Os professores desempenham papel central no processo de ensino e aprendizagem (Even; Ball, 2009; Guerrero; Ribeiro, 2014), dado que são participantes vitais na produção da comunicação matemática realizada na prática pedagógica no contexto escolar, indo além dos elementos já estruturados dos conceitos matemáticos (Davis; Renert, 2014), ou seja, não são simples “[...] agentes periféricos que passivamente transmitem os resultados estabelecidos da matemática70” (Davis; Renert, 2009, p. 41). Os professores selecionam e produzem realizações de conceitos matemáticos, culturalmente situadas, que estabelecem e condicionam o desenvolvimento de estruturas interpretativas de um conceito, em conformidade com a pertinência matemática da situação em foco (Davis; Renert, 2009, 2014), a especificidade e legitimidade do contexto escolar. Segundo Davis e Renert (2014), professores trabalhando conjuntamente geram ricas listas de realizações de um conceito, quando o examinam com vistas a situá-lo no contexto de suas experiências de ensino.

Diante de tais considerações, depreendemos que as três fontes supracitadas fornecem uma variabilidade de realizações, que trazem robustez na construção de um modelo teórico de Matemática para o Ensino do Conceito de Função que objetivamos construir. Assim, nesse estudo, usamos como fontes para construção do modelo teórico: análise de pesquisas que investigam o ensino e/ou aprendizagem desse conceito, livros didáticos e um estudo coletivo com professores analisando o ensino do conceito de função.

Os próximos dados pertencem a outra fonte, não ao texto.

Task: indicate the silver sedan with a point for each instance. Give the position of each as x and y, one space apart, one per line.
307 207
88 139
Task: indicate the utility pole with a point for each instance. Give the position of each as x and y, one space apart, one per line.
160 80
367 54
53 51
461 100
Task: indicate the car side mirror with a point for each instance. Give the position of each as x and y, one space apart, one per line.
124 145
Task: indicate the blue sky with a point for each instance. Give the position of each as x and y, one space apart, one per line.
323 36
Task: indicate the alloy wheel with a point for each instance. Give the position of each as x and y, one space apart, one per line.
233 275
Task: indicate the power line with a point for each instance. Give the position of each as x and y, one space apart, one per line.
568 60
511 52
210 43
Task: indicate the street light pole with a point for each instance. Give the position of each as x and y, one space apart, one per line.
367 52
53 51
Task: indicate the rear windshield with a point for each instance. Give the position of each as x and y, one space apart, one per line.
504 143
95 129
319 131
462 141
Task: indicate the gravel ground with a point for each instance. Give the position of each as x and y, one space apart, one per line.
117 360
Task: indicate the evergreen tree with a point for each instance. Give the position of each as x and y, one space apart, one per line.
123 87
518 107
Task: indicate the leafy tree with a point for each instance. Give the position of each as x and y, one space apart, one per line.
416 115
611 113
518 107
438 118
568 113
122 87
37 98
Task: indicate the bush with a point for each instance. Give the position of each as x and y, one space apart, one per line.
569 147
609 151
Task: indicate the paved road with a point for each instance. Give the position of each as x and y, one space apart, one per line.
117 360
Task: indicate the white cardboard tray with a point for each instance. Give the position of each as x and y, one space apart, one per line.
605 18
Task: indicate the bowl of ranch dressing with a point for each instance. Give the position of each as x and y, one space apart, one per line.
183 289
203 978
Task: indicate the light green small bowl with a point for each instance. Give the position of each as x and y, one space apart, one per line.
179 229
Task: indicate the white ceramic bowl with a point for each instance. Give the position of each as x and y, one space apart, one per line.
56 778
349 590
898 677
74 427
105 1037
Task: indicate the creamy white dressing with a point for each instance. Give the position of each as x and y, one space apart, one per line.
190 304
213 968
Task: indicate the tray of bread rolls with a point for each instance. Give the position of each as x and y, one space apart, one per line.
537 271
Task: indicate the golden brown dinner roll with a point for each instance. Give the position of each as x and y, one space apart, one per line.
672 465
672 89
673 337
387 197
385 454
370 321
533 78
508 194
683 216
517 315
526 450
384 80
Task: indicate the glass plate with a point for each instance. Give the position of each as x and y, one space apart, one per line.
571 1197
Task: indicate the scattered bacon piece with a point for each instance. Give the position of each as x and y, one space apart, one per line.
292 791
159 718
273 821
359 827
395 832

Os resultados da presente pesquisa apresentam uma transparência comunicativa na sistematização e apresentação da variabilidade e especificidade de formas de realizar o ensino desse conceito. Assim sendo, podem gerar insights e fornecer subsídios que contribuam para o delineamento de estratégias e recursos, por exemplo, para o ensino do conceito de função no contexto escolar, para autores de materiais didáticos na elaboração dos seus textos e para aprendizagem profissional dos professores. Além disso, o quadro analítico e metodológico desenvolvido para edificar o modelo teórico de MpE do Conceito de Função pode propiciar reflexões para pesquisas que investigam esse tema.